5.2.1 A faculty member retains the right to assign a course grade of "F" for an act of cheating, plagiarism, fabrication, or falsification of information, or other form of academic dishonesty in a single assignment.

5.3. At the start of the course and in keeping with PS 11-07 (Course Syllabi and Standard Course Outlines), instructors shall include in the syllabus the types and sequence of assignments and basis for assigning course grades.

5.4. Instructors, departments, or programs shall keep a record of students’ scores on each of the demonstrations of competence on which the final course grade is based for at least five years after the conclusion of the course.

5.5. Instructors shall provide students with an opportunity for demonstration of competence, relevant to the determination of their final course grade in the course, as early as is reasonable and no later than the midpoint of the term.

5.6. Instructors shall promptly record and inform students of their grades and scores. Students may review each of their demonstrations of competence with their instructors.

5.7. If materials submitted for a demonstration of competence are not returned, these materials must be retained for at least one year after course completion by the instructor. Materials shall be made available upon request, for grade appeals or other grading matters. In the absence of the original instructor, the department chair/program director may appoint an instructor with appropriate qualifications to review the demonstration(s) of competence with the student.

5.8 Materials submitted for demonstrations of competence remain the intellectual property of the student.

5.9. Grades reported to Enrollment Services are considered to be official and final course grades.

6.0. Change of Final Course Grades.

6.1. Changes of final course grades or grading symbols can be made only on the basis of an error, a successful grade appeal (detailed in the separate policy statement on grade appeals), or resolution of an "Incomplete" (“I”).
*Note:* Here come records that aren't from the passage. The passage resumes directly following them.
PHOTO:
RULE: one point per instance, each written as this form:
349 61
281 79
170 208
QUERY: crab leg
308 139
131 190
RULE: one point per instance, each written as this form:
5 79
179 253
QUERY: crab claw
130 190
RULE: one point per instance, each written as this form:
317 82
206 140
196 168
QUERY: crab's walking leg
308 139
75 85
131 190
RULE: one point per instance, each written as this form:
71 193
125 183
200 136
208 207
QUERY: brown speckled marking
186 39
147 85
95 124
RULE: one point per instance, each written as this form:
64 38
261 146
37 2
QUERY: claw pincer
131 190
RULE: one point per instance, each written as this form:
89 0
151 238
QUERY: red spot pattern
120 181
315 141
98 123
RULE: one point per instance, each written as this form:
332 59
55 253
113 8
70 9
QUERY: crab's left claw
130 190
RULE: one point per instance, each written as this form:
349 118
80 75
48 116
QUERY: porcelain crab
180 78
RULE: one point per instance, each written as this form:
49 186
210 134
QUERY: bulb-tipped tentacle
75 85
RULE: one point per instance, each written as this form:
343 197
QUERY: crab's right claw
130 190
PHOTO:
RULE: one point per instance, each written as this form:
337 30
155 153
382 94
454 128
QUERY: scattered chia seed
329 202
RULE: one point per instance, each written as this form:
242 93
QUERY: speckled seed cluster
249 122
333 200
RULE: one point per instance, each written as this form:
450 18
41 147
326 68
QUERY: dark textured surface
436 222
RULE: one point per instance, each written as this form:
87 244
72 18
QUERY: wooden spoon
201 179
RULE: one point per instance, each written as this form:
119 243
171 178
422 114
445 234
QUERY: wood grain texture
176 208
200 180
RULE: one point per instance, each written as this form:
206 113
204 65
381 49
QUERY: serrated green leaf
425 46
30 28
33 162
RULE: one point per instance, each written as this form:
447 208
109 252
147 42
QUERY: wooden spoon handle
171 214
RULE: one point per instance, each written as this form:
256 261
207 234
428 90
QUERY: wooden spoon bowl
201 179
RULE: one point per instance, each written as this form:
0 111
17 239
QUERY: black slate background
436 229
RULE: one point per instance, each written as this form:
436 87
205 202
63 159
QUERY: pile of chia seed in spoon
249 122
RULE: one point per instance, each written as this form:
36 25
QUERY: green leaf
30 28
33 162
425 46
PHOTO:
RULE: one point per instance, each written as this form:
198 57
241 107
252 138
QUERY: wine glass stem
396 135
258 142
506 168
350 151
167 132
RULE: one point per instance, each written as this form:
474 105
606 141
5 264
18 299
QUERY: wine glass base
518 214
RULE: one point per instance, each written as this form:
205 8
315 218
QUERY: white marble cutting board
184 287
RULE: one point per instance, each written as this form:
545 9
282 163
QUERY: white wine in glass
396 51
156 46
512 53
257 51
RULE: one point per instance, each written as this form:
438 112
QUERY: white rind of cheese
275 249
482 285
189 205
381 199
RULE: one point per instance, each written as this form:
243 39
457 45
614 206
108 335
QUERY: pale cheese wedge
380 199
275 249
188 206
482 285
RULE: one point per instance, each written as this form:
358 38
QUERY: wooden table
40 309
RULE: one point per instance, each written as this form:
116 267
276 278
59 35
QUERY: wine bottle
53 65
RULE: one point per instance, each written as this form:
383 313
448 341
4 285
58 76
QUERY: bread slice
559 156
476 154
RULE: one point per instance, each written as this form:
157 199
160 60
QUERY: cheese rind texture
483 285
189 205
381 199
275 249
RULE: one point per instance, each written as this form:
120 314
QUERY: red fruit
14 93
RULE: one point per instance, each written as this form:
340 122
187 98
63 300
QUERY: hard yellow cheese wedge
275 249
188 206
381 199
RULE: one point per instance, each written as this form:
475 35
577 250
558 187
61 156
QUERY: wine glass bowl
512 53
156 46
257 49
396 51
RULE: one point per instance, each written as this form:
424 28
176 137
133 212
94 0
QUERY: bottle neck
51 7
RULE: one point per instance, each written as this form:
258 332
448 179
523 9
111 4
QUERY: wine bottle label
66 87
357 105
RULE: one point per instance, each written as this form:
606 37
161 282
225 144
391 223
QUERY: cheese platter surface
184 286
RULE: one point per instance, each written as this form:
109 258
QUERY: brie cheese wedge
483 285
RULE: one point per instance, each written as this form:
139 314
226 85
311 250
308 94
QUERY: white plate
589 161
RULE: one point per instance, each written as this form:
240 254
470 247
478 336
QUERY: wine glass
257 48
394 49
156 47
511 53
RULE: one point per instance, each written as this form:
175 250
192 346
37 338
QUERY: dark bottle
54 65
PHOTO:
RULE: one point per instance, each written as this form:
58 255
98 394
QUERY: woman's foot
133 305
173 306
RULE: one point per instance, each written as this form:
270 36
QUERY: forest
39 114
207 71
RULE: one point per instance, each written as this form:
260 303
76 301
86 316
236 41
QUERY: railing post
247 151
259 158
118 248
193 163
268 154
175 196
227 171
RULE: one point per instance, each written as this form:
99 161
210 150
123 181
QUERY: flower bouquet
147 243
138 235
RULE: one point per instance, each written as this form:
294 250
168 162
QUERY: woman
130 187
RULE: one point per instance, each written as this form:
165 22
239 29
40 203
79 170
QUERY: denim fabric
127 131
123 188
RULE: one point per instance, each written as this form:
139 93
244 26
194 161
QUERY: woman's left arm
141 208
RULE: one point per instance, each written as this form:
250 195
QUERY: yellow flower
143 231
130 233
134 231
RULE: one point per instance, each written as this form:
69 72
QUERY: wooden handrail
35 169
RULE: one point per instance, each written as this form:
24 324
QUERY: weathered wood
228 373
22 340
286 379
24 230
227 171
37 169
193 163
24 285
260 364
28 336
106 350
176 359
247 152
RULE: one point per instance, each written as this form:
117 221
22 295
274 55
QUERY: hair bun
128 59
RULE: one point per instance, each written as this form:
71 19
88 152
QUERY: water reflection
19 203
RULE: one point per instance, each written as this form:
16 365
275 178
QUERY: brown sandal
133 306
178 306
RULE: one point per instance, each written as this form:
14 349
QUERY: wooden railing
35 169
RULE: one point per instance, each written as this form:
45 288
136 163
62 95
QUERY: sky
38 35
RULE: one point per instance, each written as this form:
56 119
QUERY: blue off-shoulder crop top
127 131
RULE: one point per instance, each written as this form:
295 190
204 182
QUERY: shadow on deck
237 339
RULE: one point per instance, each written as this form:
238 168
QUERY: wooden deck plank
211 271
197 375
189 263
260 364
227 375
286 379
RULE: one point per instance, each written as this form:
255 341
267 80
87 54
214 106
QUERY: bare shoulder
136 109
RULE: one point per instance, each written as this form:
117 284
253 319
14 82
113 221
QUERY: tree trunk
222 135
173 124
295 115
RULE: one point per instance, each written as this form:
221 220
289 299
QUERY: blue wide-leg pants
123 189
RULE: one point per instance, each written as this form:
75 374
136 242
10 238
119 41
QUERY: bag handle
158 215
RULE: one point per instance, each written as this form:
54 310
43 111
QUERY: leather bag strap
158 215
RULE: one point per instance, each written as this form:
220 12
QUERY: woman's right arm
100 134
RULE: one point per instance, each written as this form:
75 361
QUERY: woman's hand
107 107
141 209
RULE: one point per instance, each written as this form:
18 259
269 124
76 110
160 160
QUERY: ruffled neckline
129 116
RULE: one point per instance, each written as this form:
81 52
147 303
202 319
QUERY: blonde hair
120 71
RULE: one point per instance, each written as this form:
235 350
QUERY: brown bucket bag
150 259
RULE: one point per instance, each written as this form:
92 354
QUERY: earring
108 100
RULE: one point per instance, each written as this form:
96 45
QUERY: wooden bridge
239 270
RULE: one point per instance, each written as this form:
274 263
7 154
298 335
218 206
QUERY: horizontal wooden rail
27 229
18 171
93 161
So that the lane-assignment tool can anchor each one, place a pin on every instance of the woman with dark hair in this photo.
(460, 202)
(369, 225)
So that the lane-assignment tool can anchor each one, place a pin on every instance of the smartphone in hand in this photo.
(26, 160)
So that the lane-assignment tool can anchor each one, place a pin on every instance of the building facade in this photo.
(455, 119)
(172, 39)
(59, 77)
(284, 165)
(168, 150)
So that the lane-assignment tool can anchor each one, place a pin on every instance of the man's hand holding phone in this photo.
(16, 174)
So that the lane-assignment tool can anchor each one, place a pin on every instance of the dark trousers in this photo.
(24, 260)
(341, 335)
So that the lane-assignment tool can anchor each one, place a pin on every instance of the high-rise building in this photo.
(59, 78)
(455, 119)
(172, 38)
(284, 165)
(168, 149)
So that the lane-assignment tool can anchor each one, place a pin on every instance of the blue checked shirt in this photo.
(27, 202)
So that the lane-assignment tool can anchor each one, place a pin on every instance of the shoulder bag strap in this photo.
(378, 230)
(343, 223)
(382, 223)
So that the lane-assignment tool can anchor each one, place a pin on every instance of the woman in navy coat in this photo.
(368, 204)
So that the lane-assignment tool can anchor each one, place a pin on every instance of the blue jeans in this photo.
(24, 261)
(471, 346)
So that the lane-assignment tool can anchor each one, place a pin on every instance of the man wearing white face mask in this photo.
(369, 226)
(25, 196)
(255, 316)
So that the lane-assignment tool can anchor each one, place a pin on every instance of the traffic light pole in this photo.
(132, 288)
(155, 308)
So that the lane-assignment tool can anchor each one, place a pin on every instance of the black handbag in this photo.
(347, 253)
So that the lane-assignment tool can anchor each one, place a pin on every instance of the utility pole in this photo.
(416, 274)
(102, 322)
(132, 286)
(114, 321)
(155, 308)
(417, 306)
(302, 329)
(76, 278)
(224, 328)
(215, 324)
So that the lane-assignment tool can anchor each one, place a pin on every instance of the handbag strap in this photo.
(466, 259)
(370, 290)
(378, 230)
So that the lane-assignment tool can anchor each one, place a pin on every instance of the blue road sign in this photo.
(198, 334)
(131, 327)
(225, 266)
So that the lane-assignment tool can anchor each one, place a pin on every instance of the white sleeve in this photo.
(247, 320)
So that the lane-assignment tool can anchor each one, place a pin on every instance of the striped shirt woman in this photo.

Original final course grades may also be replaced after Enrollment Services receives a late report of final course grades for which the symbol “RD” was substituted pending receipt. 

6.2. Final course grades or administrative grading symbols must be recorded for all students who are enrolled beyond the census date.

6.3. Except for changes of final course grades resulting from grade appeals, all changes of final course grades must normally be filed within one year from the date of the filing of the first final course grade, whether or not a student maintains continuous enrollment. Only as the result of a successful grade appeal or the correction of an error will a final course grade be changed after the award of a degree or credential or certificate.

6.4. All requests for change of a final course grade shall carry the recommendation of the instructor (except as provided for in the grade appeals procedures) and the department chair/program director and the approval of the college dean.

EFFECTIVE: Upon the commencement of the Spring 2022 semester.